When the express postal service began operating in the western sectors of Berlin on March 1, 1949, a green sticker with the white inscription Postschnelldienst / Berlin was issued, which was later replaced by a green sticker with the white inscription Rohrpost / Schnelldienst . With the conversion of the express postal service to a normal pneumatic express delivery service from 1955, the old stickers from 1936 were put back into use - as had been the case with the East Berlin pneumatic post.

See also

literature

  • Ingmar Arnold: Air trains: the history of the pneumatic tube in Berlin and elsewhere. Berlin 2000, ISBN 3-89218-061-X
  • Carl Beckmann: The automatic Schnellrohrpostlinie Berlin Haupttelegraphenamt - PA O 17 developed and built 1927/28 (printed as a manuscript). Mix & Genest , Berlin 1929
  • Helmut Eikermann : Under the red lantern of the pneumatic tube.
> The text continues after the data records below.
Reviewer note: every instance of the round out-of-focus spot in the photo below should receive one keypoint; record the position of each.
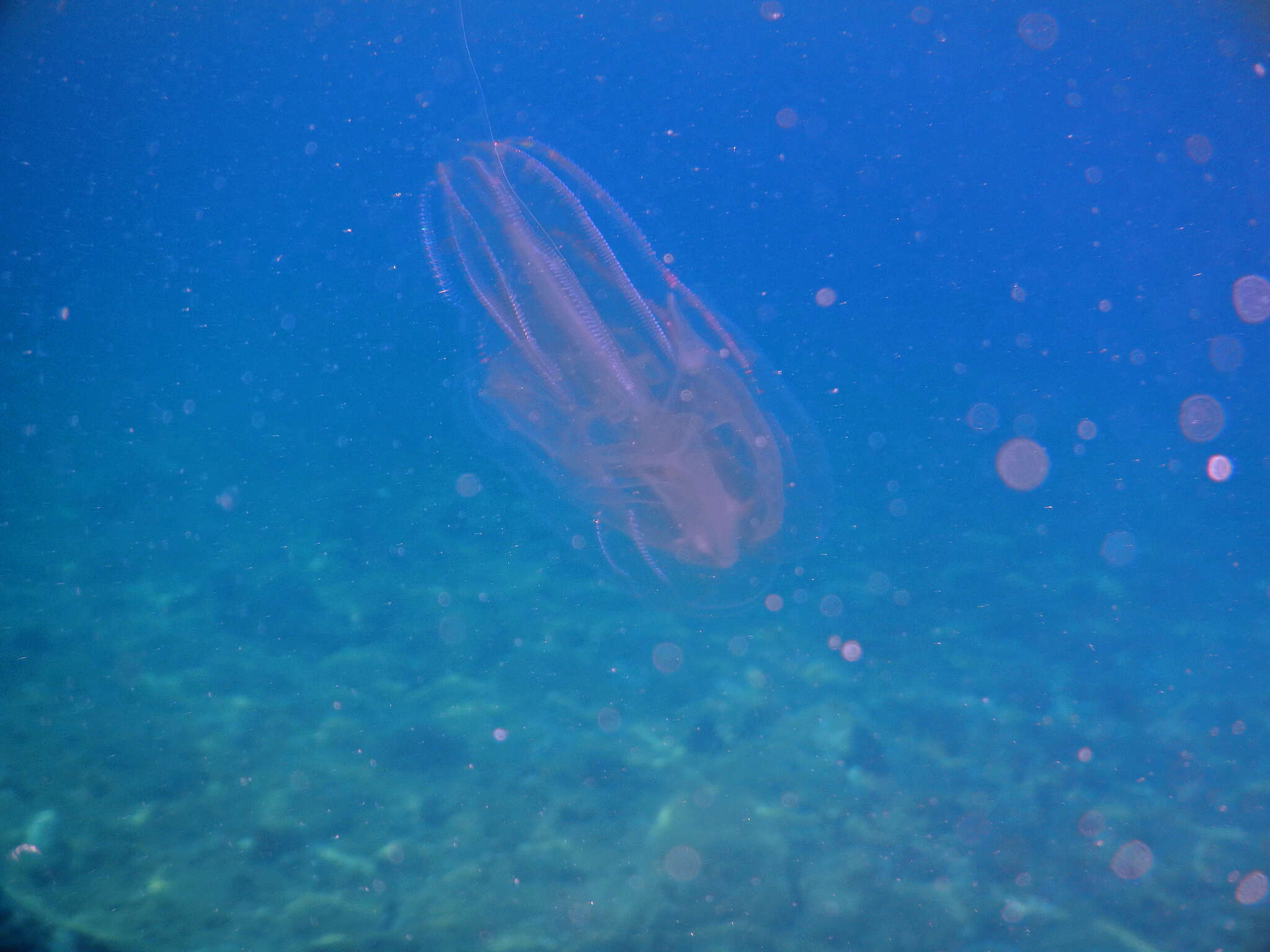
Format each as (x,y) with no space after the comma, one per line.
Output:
(831,606)
(667,658)
(982,418)
(682,863)
(609,720)
(1091,824)
(1201,418)
(1132,860)
(1253,889)
(1038,30)
(1220,467)
(1251,299)
(1118,549)
(1199,149)
(1225,353)
(1021,464)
In: Berliner Bookmarks , Issue 12/1993, pp. 102-104
  • Paul-Jürgen Hueske: The Berliner Stadtrohrpost in the period from 1933 to 1945. History and reference work. (= New series of the Poststempelgilde e.V., 169) Lünen 2006
  • Rainer Linden: The pneumatic tube in Berlin. 1.12.1876 to 31.12.1902 , manual and catalog. Self-published CD-Rom, 2005
  • Günther Steinbock, Günter ceiling: express mail service Berlin - Berlin pneumatic post 1948–1963. Manual - On-Demand Mail. Hamelin 1976
  • Günther Steinbock, John H. Gunn: 1948–1963 - express postal service in Berlin - express rapid delivery service in Berlin - Berlin pneumatic post. Manual of a mode of transport that is unique in the world. Berlin 2006
  • Fritz Steinwasser: Berliner Post. Events and Memories since 1237 . Berlin (GDR) 1987, pp. 290-299
  • Wolfgang Wengel: Comeback of the pneumatic tube? / 125 years of the Berlin city tube post - still a role model for technical innovations today . In: Das Archiv , Hrsg .: German Society for Postal and Telecommunication History ; Issue 1/2 from 2002, pp. 6-19
  • Andreas Kopietz: The capital had the world's largest pneumatic tube network / Berlin's small subway . In: Berliner Zeitung , September 16, 2000
  • Ina Brzoska: The pneumatic tube once traversed Berlin's underground . In: Berliner Zeitung , August 28, 2008
  • Ludger Breil: The number of copies of the service pneumatic tube envelopes of the Admiral's staff of the Navy . In: Bulletin of ArGe Germania-Marken eV, Issue 111 from June 2014, pp. 52–58

Web links

Commons : Pneumatic post in Berlin  - collection of pictures, videos and audio files

Individual evidence

  1. Wolfram Grallert: Globe without borders. A book from the Post , Leipzig / Jena 1958, 184.